De Luis Buñuel aos mais recentes Guillermo del Toro, Alfonso Cuarón e Alejandro G. Iñárritu, o México tem uma forte tradição no cinema. O gênero de terror, no entanto, passou por períodos pouco animadores no México entre meados da década de 1980 e meados da década de 2000.

Com Cronos (1992), Guillermo del Toro deu um novo fôlego para o terror nacional. Em 2004, Lorena Villareal lançou Las Lloronas. Baseado em uma lenda nacional, o filme inspirou outras produções, como J-ok'el (2007), de Benjamin Williams, e Kilómetro 31 (2007), de Rigoberto Castañeda.

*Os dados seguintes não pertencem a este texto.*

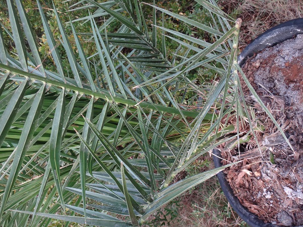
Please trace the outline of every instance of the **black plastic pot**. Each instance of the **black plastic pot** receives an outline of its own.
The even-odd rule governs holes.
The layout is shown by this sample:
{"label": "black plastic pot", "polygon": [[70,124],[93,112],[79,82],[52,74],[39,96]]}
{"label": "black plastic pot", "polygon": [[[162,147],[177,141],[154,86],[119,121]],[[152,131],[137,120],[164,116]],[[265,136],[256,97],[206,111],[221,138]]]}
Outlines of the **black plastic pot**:
{"label": "black plastic pot", "polygon": [[[303,33],[303,18],[292,20],[280,24],[271,28],[259,35],[248,45],[238,57],[238,64],[242,66],[248,58],[251,57],[264,49],[274,46],[287,39],[293,38],[298,34]],[[215,167],[222,165],[221,151],[213,150],[214,162]],[[235,196],[232,189],[227,182],[225,174],[221,172],[217,175],[219,182],[227,200],[238,215],[251,227],[281,227],[281,226],[265,223],[259,217],[249,212],[242,206],[239,199]],[[300,226],[299,226],[300,227]]]}

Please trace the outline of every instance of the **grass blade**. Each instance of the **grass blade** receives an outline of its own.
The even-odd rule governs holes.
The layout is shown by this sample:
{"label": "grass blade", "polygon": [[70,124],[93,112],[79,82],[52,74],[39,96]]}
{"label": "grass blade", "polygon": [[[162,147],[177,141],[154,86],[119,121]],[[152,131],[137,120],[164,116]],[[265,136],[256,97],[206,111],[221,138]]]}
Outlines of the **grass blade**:
{"label": "grass blade", "polygon": [[18,10],[20,19],[22,22],[22,26],[25,35],[27,38],[27,42],[30,47],[31,53],[33,54],[35,61],[36,62],[36,67],[39,69],[42,76],[46,77],[46,75],[42,65],[41,58],[38,51],[38,47],[36,42],[36,37],[34,36],[35,34],[30,25],[28,17],[25,12],[23,5],[20,0],[16,0],[16,4]]}
{"label": "grass blade", "polygon": [[13,1],[7,0],[8,8],[10,15],[10,21],[11,26],[14,37],[14,41],[16,45],[16,49],[18,55],[20,60],[20,63],[23,70],[27,71],[27,56],[25,50],[25,45],[24,40],[22,37],[22,31],[20,27],[19,19],[17,17],[17,13]]}
{"label": "grass blade", "polygon": [[41,7],[41,5],[40,4],[40,2],[39,0],[37,0],[37,5],[38,6],[38,9],[39,10],[39,13],[40,13],[40,16],[41,17],[41,19],[42,20],[42,23],[43,24],[43,27],[44,30],[44,32],[45,34],[45,36],[46,36],[46,40],[47,40],[47,44],[49,46],[49,50],[50,53],[52,54],[52,56],[53,56],[53,59],[55,62],[55,64],[56,64],[56,69],[59,73],[59,75],[62,78],[63,81],[65,81],[64,79],[64,74],[63,73],[63,66],[62,65],[62,62],[61,61],[61,55],[59,54],[59,52],[57,49],[57,45],[56,44],[56,41],[55,41],[55,38],[54,38],[54,36],[53,35],[53,33],[50,30],[50,28],[49,28],[49,25],[47,23],[47,20],[46,20],[46,18],[43,12],[43,10],[42,7]]}

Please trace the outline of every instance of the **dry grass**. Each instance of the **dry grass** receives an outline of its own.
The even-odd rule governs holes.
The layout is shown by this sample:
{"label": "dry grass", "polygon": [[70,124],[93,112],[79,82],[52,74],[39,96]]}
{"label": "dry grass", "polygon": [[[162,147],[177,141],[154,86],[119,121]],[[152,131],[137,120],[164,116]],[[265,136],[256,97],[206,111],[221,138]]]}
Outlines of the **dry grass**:
{"label": "dry grass", "polygon": [[242,19],[242,48],[269,28],[303,17],[302,0],[220,0],[219,4],[226,13]]}
{"label": "dry grass", "polygon": [[[209,155],[200,157],[176,177],[176,181],[214,168]],[[207,163],[209,164],[204,164]],[[172,218],[172,215],[176,216]],[[166,220],[164,220],[166,219]],[[216,178],[189,190],[156,212],[144,226],[226,227],[245,226],[232,210],[222,192]]]}

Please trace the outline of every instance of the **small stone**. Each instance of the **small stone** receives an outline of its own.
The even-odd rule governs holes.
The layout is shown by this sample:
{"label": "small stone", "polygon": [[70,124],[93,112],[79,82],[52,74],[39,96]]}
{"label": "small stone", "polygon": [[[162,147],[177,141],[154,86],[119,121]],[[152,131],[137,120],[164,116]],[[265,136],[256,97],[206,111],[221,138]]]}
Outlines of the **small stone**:
{"label": "small stone", "polygon": [[303,34],[299,34],[295,38],[293,48],[298,50],[303,49]]}
{"label": "small stone", "polygon": [[284,226],[291,226],[292,218],[285,211],[282,211],[277,215],[279,225]]}

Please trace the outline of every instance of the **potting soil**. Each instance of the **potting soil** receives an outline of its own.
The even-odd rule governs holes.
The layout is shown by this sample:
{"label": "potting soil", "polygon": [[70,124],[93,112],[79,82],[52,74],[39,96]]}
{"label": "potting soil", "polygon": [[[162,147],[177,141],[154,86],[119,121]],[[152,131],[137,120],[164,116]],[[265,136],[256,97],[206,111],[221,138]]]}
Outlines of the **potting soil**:
{"label": "potting soil", "polygon": [[253,126],[265,129],[256,133],[259,147],[252,136],[240,153],[225,148],[224,158],[243,160],[225,171],[227,179],[242,205],[265,222],[303,225],[303,34],[265,49],[242,70],[292,149],[240,79]]}

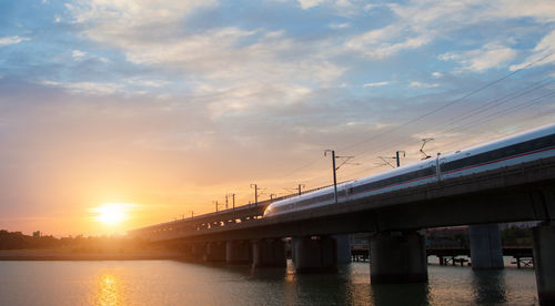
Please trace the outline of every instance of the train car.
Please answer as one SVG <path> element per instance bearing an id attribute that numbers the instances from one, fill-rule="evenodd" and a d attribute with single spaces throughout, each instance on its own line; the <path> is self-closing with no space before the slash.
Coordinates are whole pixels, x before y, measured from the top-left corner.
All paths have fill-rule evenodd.
<path id="1" fill-rule="evenodd" d="M 555 156 L 555 124 L 485 144 L 424 160 L 412 165 L 337 185 L 337 202 L 345 202 L 426 183 L 471 175 L 498 167 Z M 333 186 L 269 205 L 264 217 L 335 203 Z"/>

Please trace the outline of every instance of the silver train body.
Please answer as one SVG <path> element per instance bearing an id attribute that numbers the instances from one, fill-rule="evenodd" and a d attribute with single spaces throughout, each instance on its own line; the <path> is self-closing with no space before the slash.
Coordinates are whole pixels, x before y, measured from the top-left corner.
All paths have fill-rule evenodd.
<path id="1" fill-rule="evenodd" d="M 412 165 L 337 185 L 337 202 L 471 175 L 498 167 L 555 156 L 555 124 L 437 155 Z M 290 214 L 335 203 L 333 186 L 272 203 L 264 217 Z"/>

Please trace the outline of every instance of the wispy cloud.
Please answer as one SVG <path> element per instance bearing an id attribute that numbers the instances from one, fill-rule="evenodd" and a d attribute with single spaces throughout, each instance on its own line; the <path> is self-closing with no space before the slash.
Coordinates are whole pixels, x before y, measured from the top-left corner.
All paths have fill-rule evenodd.
<path id="1" fill-rule="evenodd" d="M 366 88 L 380 88 L 380 86 L 385 86 L 389 84 L 390 84 L 389 81 L 383 81 L 383 82 L 365 83 L 362 86 L 366 89 Z"/>
<path id="2" fill-rule="evenodd" d="M 532 50 L 532 54 L 524 60 L 523 63 L 521 64 L 514 64 L 511 65 L 511 71 L 518 70 L 521 68 L 526 67 L 527 64 L 532 62 L 536 62 L 543 58 L 545 58 L 544 61 L 538 62 L 536 65 L 544 65 L 548 63 L 555 62 L 555 30 L 551 31 L 548 34 L 546 34 L 537 44 L 536 47 Z"/>
<path id="3" fill-rule="evenodd" d="M 411 88 L 416 88 L 416 89 L 433 89 L 437 86 L 440 86 L 440 84 L 437 83 L 423 83 L 418 81 L 411 82 Z"/>
<path id="4" fill-rule="evenodd" d="M 20 43 L 20 42 L 26 41 L 26 40 L 31 40 L 31 39 L 30 38 L 22 38 L 19 35 L 3 37 L 3 38 L 0 38 L 0 47 L 8 45 L 8 44 L 17 44 L 17 43 Z"/>
<path id="5" fill-rule="evenodd" d="M 332 28 L 334 30 L 346 29 L 346 28 L 350 28 L 350 27 L 351 27 L 351 23 L 349 23 L 349 22 L 344 22 L 344 23 L 330 23 L 330 28 Z"/>
<path id="6" fill-rule="evenodd" d="M 82 60 L 84 58 L 84 55 L 87 55 L 87 52 L 73 50 L 73 52 L 71 52 L 71 55 L 73 57 L 74 60 L 79 61 L 79 60 Z"/>
<path id="7" fill-rule="evenodd" d="M 460 71 L 484 72 L 514 60 L 516 55 L 516 50 L 500 43 L 488 43 L 476 50 L 445 53 L 440 59 L 458 62 Z"/>

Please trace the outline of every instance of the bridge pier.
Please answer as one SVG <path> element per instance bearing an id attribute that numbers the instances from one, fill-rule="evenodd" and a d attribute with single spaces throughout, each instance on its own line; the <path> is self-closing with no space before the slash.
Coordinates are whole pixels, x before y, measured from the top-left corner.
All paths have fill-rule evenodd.
<path id="1" fill-rule="evenodd" d="M 349 234 L 334 235 L 333 238 L 337 245 L 337 263 L 351 263 L 351 237 Z"/>
<path id="2" fill-rule="evenodd" d="M 252 243 L 253 267 L 284 267 L 285 243 L 282 239 L 259 239 Z"/>
<path id="3" fill-rule="evenodd" d="M 206 244 L 204 252 L 204 262 L 224 262 L 225 261 L 225 243 L 211 242 Z"/>
<path id="4" fill-rule="evenodd" d="M 532 237 L 539 305 L 555 305 L 555 224 L 533 227 Z"/>
<path id="5" fill-rule="evenodd" d="M 233 264 L 250 264 L 251 244 L 249 241 L 228 241 L 225 242 L 225 263 Z"/>
<path id="6" fill-rule="evenodd" d="M 296 272 L 333 271 L 337 267 L 337 244 L 330 236 L 293 237 L 291 247 Z"/>
<path id="7" fill-rule="evenodd" d="M 497 224 L 471 225 L 471 263 L 473 269 L 501 269 L 503 246 Z"/>
<path id="8" fill-rule="evenodd" d="M 205 243 L 191 243 L 185 257 L 191 261 L 202 261 L 206 253 Z"/>
<path id="9" fill-rule="evenodd" d="M 427 282 L 424 235 L 386 232 L 371 237 L 370 279 L 372 284 Z"/>

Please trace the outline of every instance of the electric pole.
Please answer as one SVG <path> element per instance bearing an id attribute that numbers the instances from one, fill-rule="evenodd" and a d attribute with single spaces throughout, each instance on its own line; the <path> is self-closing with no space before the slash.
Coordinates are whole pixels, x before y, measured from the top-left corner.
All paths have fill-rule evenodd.
<path id="1" fill-rule="evenodd" d="M 299 195 L 301 195 L 301 188 L 305 188 L 306 186 L 304 184 L 299 184 Z"/>
<path id="2" fill-rule="evenodd" d="M 259 185 L 251 184 L 251 188 L 254 186 L 254 207 L 259 205 Z"/>
<path id="3" fill-rule="evenodd" d="M 397 161 L 397 167 L 401 166 L 401 159 L 398 156 L 398 153 L 403 153 L 403 157 L 406 157 L 405 151 L 397 151 L 397 152 L 395 152 L 395 160 Z"/>
<path id="4" fill-rule="evenodd" d="M 337 204 L 337 177 L 335 176 L 335 151 L 333 150 L 325 150 L 324 151 L 324 156 L 327 155 L 327 152 L 332 153 L 332 167 L 333 167 L 333 198 L 335 201 L 335 204 Z"/>
<path id="5" fill-rule="evenodd" d="M 335 200 L 335 204 L 337 204 L 337 176 L 336 176 L 336 171 L 340 170 L 340 167 L 344 164 L 350 164 L 350 165 L 359 165 L 359 163 L 349 163 L 351 159 L 354 159 L 354 156 L 335 156 L 335 151 L 334 150 L 325 150 L 324 151 L 324 156 L 327 155 L 327 152 L 332 153 L 332 167 L 333 167 L 333 197 Z M 335 159 L 343 159 L 343 162 L 339 165 L 335 166 Z"/>
<path id="6" fill-rule="evenodd" d="M 231 195 L 231 198 L 232 198 L 232 205 L 233 205 L 233 223 L 235 223 L 235 194 L 232 193 L 230 194 Z"/>

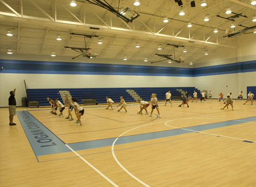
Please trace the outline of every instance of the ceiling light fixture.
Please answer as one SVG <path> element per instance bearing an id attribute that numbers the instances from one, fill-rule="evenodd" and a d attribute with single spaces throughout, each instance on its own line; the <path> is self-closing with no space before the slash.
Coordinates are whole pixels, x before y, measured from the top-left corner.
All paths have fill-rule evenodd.
<path id="1" fill-rule="evenodd" d="M 181 10 L 181 11 L 180 11 L 180 13 L 179 13 L 179 14 L 180 16 L 184 16 L 184 15 L 185 15 L 185 13 L 184 12 L 183 10 Z"/>
<path id="2" fill-rule="evenodd" d="M 133 5 L 135 5 L 135 6 L 139 6 L 139 5 L 140 5 L 140 1 L 139 0 L 135 0 L 134 1 Z"/>
<path id="3" fill-rule="evenodd" d="M 218 32 L 218 29 L 217 28 L 214 29 L 214 32 L 217 33 Z"/>
<path id="4" fill-rule="evenodd" d="M 226 10 L 226 14 L 230 14 L 231 12 L 232 12 L 232 11 L 231 10 L 230 8 L 228 8 Z"/>
<path id="5" fill-rule="evenodd" d="M 207 5 L 207 4 L 206 3 L 206 1 L 202 0 L 201 3 L 201 6 L 205 6 Z"/>
<path id="6" fill-rule="evenodd" d="M 76 6 L 76 4 L 75 3 L 75 0 L 71 1 L 71 3 L 70 3 L 70 6 Z"/>
<path id="7" fill-rule="evenodd" d="M 168 22 L 169 20 L 168 20 L 168 19 L 167 19 L 167 18 L 165 18 L 163 21 L 165 23 L 166 23 Z"/>
<path id="8" fill-rule="evenodd" d="M 7 36 L 9 37 L 12 37 L 13 36 L 13 34 L 12 33 L 12 31 L 10 30 L 8 30 L 7 33 L 6 34 Z"/>
<path id="9" fill-rule="evenodd" d="M 58 38 L 56 39 L 56 40 L 61 40 L 62 39 L 61 39 L 61 37 L 60 37 L 60 35 L 58 35 Z"/>
<path id="10" fill-rule="evenodd" d="M 51 56 L 56 56 L 56 55 L 55 54 L 55 53 L 54 53 L 54 51 L 52 51 L 52 54 L 51 54 Z"/>
<path id="11" fill-rule="evenodd" d="M 13 54 L 13 52 L 12 52 L 12 50 L 11 49 L 8 49 L 8 50 L 7 54 Z"/>
<path id="12" fill-rule="evenodd" d="M 236 26 L 235 25 L 235 24 L 232 24 L 230 26 L 231 28 L 235 28 Z"/>
<path id="13" fill-rule="evenodd" d="M 208 16 L 205 16 L 205 18 L 204 18 L 204 21 L 209 21 L 209 20 L 210 20 L 210 19 L 209 19 L 209 18 L 208 17 Z"/>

Aos poucos, o mercado foi se reaquecendo.

Lançada em 2014, a antologia México Bárbaro reuniu oito diretores mexicanos em uma missão: produzir oito curtas de terror baseados em lendas mexicanas. Entre os convidados, estão Isaac Ezban (Os Parecidos), Jorge Michel Grau (Somos Lo Que Hay) e Lex Ortega (Atroz).

O resultado, disponível no catálogo brasileiro da Netflix, é uma obra sangrenta que mescla diversos subgêneros do terror - snuff, camp, gore, experimental, nota roja e outros. As histórias vão de influências astecas em rituais de traficantes de drogas (Tzompantli, de Laurette Flores), a um problema com o lendário bicho-papão (Lo que importa es lo de adentro, de Lex Ortega).

A antologia reuniu nomes que vinham construindo a cena de terror desde os anos 2000. E, mais importante, deu um passo em direção ao curso autoral e independente.

Responsável por Dia de Los Muertos, filme que encerra a antologia, Gigi Saul Guerrero afirma que a indústria de cinema mexicana tem crescido bastante. "Nos últimos oito anos, o cinema e as plataformas digitais demandaram muito trabalho no país", diz.

Para ela, o momento é propício ao surgimento de cineastas 'fora do eixo'. "O público busca novas vozes, pede mais diversidade", afirma. "E essas vozes existem e estão aparecendo".